Eduard Shevardnadze is a veteran of Georgian politics and a colourful figure who was viewed as the saviour of his country in the early 1990s.

Flag-waving protestors storm the Georgian parliament

Shevardnadze’s popularity, however, began to slide as he started losing touch with large sections of the population. His unwillingness to deal with corruption in his own party made him few friends.

Shevardnadze joined the Communist party in 1946 and rose through the ranks to become Georgia’s Communist party leader in 1972. He served as Soviet foreign minister from 1985 until 1990, during which time many political analysts credited him with transforming the Soviet country’s foreign policy.

Georgia under Shevardnadze’s presidency has been seen as a pro-western and a broadly democratic state. Shevardnadze has been credited with laying the foundations of a genuine civil society.

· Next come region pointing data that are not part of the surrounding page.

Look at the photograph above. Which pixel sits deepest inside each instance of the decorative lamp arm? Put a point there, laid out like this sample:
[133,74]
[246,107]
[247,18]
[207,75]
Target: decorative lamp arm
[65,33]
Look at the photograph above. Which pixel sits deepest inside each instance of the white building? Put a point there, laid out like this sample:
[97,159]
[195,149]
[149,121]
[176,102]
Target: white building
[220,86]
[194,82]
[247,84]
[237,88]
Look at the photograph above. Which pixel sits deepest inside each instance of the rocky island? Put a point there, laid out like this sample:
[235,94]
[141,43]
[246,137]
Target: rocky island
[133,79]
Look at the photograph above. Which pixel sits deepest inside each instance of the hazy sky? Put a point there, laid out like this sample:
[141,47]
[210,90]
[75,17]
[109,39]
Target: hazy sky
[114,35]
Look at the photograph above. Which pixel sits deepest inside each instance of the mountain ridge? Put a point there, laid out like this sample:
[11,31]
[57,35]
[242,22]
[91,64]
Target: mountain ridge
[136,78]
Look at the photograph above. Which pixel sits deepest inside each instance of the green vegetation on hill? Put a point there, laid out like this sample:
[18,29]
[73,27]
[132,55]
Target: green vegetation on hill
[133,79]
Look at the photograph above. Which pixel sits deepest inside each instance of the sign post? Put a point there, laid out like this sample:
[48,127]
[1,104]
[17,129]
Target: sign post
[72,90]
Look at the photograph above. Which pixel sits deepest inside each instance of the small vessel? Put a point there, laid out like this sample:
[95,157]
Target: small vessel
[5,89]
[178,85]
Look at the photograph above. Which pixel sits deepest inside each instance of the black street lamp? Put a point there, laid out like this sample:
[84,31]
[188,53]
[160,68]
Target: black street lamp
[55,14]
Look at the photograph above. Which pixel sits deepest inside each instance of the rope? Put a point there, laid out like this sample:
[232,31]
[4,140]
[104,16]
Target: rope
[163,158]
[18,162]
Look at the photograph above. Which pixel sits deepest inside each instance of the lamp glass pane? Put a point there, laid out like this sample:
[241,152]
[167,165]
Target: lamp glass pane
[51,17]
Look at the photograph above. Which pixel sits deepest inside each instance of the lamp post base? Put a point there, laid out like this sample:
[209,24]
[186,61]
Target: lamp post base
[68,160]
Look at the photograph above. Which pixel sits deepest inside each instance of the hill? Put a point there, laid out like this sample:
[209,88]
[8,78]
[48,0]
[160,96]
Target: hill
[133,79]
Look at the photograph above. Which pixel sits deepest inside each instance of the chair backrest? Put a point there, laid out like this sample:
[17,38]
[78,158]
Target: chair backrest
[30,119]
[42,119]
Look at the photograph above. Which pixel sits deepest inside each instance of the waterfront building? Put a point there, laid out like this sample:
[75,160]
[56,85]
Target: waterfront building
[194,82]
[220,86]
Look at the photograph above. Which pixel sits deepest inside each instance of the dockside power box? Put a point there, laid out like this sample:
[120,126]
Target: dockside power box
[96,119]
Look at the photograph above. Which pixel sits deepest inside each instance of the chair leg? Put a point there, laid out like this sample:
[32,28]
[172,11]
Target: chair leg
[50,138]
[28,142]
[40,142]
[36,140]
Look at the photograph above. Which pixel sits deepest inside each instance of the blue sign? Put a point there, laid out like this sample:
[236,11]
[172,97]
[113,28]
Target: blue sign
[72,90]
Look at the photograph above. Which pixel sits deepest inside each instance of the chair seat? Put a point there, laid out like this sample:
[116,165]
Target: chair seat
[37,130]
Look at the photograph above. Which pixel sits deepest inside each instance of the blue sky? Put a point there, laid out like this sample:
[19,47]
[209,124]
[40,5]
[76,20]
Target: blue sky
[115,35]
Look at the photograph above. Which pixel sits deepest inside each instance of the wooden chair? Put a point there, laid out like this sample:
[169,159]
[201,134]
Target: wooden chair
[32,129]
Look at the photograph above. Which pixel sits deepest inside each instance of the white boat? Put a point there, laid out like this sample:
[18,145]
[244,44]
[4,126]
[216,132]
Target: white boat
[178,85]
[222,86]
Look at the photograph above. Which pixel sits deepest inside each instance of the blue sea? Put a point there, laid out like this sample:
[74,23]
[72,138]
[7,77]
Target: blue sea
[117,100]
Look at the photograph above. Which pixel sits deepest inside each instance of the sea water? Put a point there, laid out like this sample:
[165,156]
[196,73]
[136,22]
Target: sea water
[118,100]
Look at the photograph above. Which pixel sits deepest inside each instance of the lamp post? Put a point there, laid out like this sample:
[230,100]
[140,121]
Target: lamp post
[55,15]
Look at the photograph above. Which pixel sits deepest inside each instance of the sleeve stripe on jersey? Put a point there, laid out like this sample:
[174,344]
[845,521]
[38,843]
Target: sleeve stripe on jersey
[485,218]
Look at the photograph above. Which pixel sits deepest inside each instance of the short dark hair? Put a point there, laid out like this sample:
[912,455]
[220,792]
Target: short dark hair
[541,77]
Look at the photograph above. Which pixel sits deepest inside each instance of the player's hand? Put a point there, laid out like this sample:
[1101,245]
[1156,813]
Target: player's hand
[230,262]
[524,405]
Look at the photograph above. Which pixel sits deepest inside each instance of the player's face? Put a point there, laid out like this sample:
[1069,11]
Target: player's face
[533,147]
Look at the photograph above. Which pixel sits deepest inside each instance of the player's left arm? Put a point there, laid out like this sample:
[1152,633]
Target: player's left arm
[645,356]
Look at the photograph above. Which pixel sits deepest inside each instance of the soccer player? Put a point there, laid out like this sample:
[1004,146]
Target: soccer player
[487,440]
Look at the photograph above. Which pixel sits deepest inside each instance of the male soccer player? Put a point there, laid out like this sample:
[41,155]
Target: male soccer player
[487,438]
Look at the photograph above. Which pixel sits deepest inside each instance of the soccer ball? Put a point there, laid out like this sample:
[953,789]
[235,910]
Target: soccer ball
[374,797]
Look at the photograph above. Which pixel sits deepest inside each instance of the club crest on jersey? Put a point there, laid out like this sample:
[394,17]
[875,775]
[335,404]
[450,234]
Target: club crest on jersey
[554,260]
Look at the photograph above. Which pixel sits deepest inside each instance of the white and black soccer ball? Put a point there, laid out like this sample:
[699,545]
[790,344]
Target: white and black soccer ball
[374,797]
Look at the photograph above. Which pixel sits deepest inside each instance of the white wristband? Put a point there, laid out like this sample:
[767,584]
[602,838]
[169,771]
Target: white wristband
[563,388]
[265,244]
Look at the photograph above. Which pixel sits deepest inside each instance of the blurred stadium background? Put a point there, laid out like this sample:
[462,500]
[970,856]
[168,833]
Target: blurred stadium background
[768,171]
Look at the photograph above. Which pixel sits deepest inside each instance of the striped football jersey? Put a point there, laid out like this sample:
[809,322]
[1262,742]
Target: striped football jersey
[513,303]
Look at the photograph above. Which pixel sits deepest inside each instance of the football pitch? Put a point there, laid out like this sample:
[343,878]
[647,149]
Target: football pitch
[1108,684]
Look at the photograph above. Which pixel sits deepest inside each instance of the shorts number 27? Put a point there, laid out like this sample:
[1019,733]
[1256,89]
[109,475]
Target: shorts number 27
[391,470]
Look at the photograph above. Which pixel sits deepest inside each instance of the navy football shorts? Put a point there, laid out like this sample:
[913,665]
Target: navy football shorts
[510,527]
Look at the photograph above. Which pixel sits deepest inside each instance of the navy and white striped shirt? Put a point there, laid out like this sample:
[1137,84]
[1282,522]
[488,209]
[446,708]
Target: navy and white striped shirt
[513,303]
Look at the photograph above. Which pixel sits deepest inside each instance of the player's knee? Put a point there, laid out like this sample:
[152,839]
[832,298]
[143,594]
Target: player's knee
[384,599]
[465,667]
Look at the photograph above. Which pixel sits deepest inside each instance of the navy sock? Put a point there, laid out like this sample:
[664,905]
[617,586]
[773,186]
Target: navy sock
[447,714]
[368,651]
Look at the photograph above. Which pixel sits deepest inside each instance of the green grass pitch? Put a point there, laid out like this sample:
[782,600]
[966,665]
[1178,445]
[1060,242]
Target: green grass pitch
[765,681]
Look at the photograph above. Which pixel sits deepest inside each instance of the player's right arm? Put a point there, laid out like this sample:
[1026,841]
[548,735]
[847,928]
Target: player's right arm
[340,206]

He took over as the head of Georgia in 1992, when Georgia was unstable and in an economic vacuum following the break up of the former Soviet Union. He has since been elected president in 1995 and was re-elected in 2000.

Economic

Shevardnadze has failed to get to grips with the country’s  main problems: poverty, corruption and an electricity supply crisis. Georgia is reliant on Moscow for its electricity and power cuts occur on a regular basis.

Eduard Shevardnadze

1928: Born in Georgia
1972-1985: Georgian Party boss 1985-1991: Soviet foreign minister
1992 onwards: Georgian head of state
 

Georgia in its heyday was regarded as the fruit basket of the former Soviet Union, but now the economy and the majority of the five million population are at rock bottom.

Unemployment rates are high and the economic future looks bleak. The World Bank estimates that half the population of Georgia is living on the poverty line and is dependent on state hand outs.

Demonstration

This is not the first time that protestors have taken to the streets to voice their anger against the way the president has
been running the country.

In 2001 demonstrators took to the streets of Tbilisi, following irregularities relating to Shevardnadze’s re-election and his inability to deal with corruption in the government.

It remains to be seen what impact today’s storming of the parliament and mass demonstrations will have on the 75-year-old’s political career.